HI-TECH PROBLEM, LOW-TECH SOLUTIONS

Tired of hearing their oil-dependent country described as under-developed, many of the 23 million Venezuelans are delighted their lack of hi-tech could prove an advantage.

Jose Alejandro Sanchez, director of the Mariposa water plant which supplies a third of Caracas, laughs at the thought of Y2K disruption.

``The only chip in this plant is here,'' he said, patting his biceps as he twisted a mechanical valve to increase water supply to the treatment tanks. Like many buildings in Venezuela, where electricity supply can be irregular, the plant has its own generator should power fail on January 1.

``In Venezuela, contingency is a way of life,'' Sanchez said. ``In the provinces, it's normal for the power to fail so for the lights to go out...would be nothing unusual.''

The key to a smooth changeover in Venezuela and throughout South America will be the electricity sector, said U.S. State Department Y2K expert Mary Heard.

Some of Venezuela's 12 state-run electricity firms are not advanced in preparations and there is a moderate risk of power cuts in rural areas, she said.

However, the government's latest Y2K report emphasised that the vast majority of the sector relies on mechanical equipment. The five largest electricity companies, which group 95 percent of Venezuela's generation and 90 percent of its subscribers, are completely ready, it said.

Given the age of much of Venezuela's infrastructure and the priority the government is giving to the problem, the U.S. State Department has lowered the country's classification to ``moderate'' from ``high'' risk.

CARIBBEAN COOL UNRUFFLED

Pre-Millennium Tension has definitely not gripped laid-back Venezuelans.

While a Central Bank report found that around 65 percent of them were aware of the millennium bug, only a small percent of those found it concerning, according to Gustavo Mendez, head of a Y2K presidential commission.

``People are not worried about the problem at a national level, they are concerned they could have problems themselves, with their personal (bank) accounts,'' he said.

The Banking Association said Venezuelans need not fear the Y2K bug would shrink their bank balances.
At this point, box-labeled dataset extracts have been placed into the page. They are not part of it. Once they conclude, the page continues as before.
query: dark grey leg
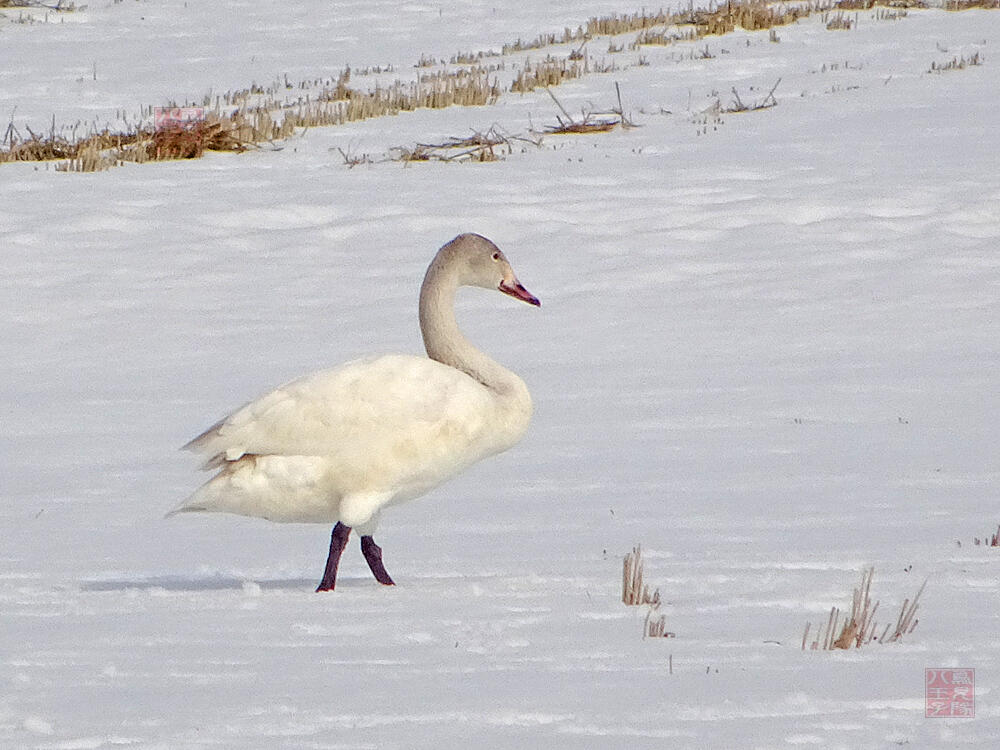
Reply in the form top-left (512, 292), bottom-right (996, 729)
top-left (316, 521), bottom-right (356, 591)
top-left (361, 536), bottom-right (395, 586)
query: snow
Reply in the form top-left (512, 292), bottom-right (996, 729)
top-left (0, 0), bottom-right (1000, 750)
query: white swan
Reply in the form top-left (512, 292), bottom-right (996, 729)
top-left (176, 234), bottom-right (540, 591)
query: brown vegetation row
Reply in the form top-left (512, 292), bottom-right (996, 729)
top-left (0, 0), bottom-right (1000, 171)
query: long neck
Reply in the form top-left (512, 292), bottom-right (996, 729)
top-left (420, 259), bottom-right (527, 394)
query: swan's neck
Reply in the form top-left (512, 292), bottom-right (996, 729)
top-left (420, 260), bottom-right (530, 403)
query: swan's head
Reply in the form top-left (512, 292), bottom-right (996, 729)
top-left (439, 234), bottom-right (542, 307)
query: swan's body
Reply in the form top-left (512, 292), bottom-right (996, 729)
top-left (174, 234), bottom-right (538, 590)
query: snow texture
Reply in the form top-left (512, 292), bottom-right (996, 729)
top-left (0, 0), bottom-right (1000, 750)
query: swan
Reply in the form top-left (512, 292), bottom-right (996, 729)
top-left (176, 234), bottom-right (541, 591)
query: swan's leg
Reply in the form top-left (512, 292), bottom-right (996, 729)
top-left (316, 521), bottom-right (351, 591)
top-left (361, 536), bottom-right (395, 586)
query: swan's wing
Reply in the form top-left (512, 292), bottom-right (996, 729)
top-left (184, 355), bottom-right (491, 469)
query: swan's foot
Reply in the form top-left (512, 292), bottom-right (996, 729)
top-left (316, 521), bottom-right (356, 591)
top-left (361, 536), bottom-right (396, 586)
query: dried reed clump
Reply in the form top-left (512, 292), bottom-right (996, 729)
top-left (944, 0), bottom-right (1000, 11)
top-left (0, 0), bottom-right (78, 13)
top-left (975, 524), bottom-right (1000, 547)
top-left (802, 567), bottom-right (927, 651)
top-left (145, 119), bottom-right (250, 161)
top-left (448, 49), bottom-right (500, 65)
top-left (622, 545), bottom-right (660, 607)
top-left (927, 52), bottom-right (983, 73)
top-left (56, 141), bottom-right (121, 172)
top-left (622, 545), bottom-right (675, 638)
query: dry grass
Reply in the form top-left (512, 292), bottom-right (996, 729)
top-left (0, 0), bottom-right (78, 8)
top-left (802, 568), bottom-right (927, 651)
top-left (823, 12), bottom-right (858, 31)
top-left (7, 0), bottom-right (1000, 171)
top-left (622, 545), bottom-right (660, 608)
top-left (622, 545), bottom-right (675, 639)
top-left (976, 524), bottom-right (1000, 547)
top-left (927, 52), bottom-right (983, 73)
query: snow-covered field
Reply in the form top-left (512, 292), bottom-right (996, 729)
top-left (0, 0), bottom-right (1000, 750)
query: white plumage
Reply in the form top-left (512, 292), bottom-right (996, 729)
top-left (172, 234), bottom-right (538, 590)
However, the Central Bank is ready to increase the cash in circulation by up to 15 percent in case people do withdraw their savings, said Modesto Freites, the institution's Y2K expert.

``But we want to emphasise that people's money runs less risk in a bank than in their homes where there might be a robbery or a fire,'' he said.

Mendez, a trained psychologist, said the government was mounting an ``Awareness Campaign'' in the media to publicise Y2K. The authorities will also open a telephone attention centre to coordinate a nationwide response to any Y2K disruptions, he said.

``But don't expect to be able to get through with a call at midnight on the 31st,'' warned Giuseppe del Grosso, executive president of the commission.

The National telephone company CANTV says it foresees no disruptions, having spent $70 million and an estimated 400,000 man hours updating its equipment in the last two years. But it warns that large numbers of calls expected as the millennium dawns could cause bottlenecks for its 2.6 million clients.

``Everyone will be trying to call each other to say hello. That's just the nature of Venezuelans,'' del Grosso said.

Copyright 1999 Reuters Limited

-- Steve (hartsman@ticon.net), December 10, 1999

Answers

"From the point of view of evaluating and remedying faults we're very behind. We have done little, and that has only been in the last month".

Imagine how little we can do in the next 20 days!!!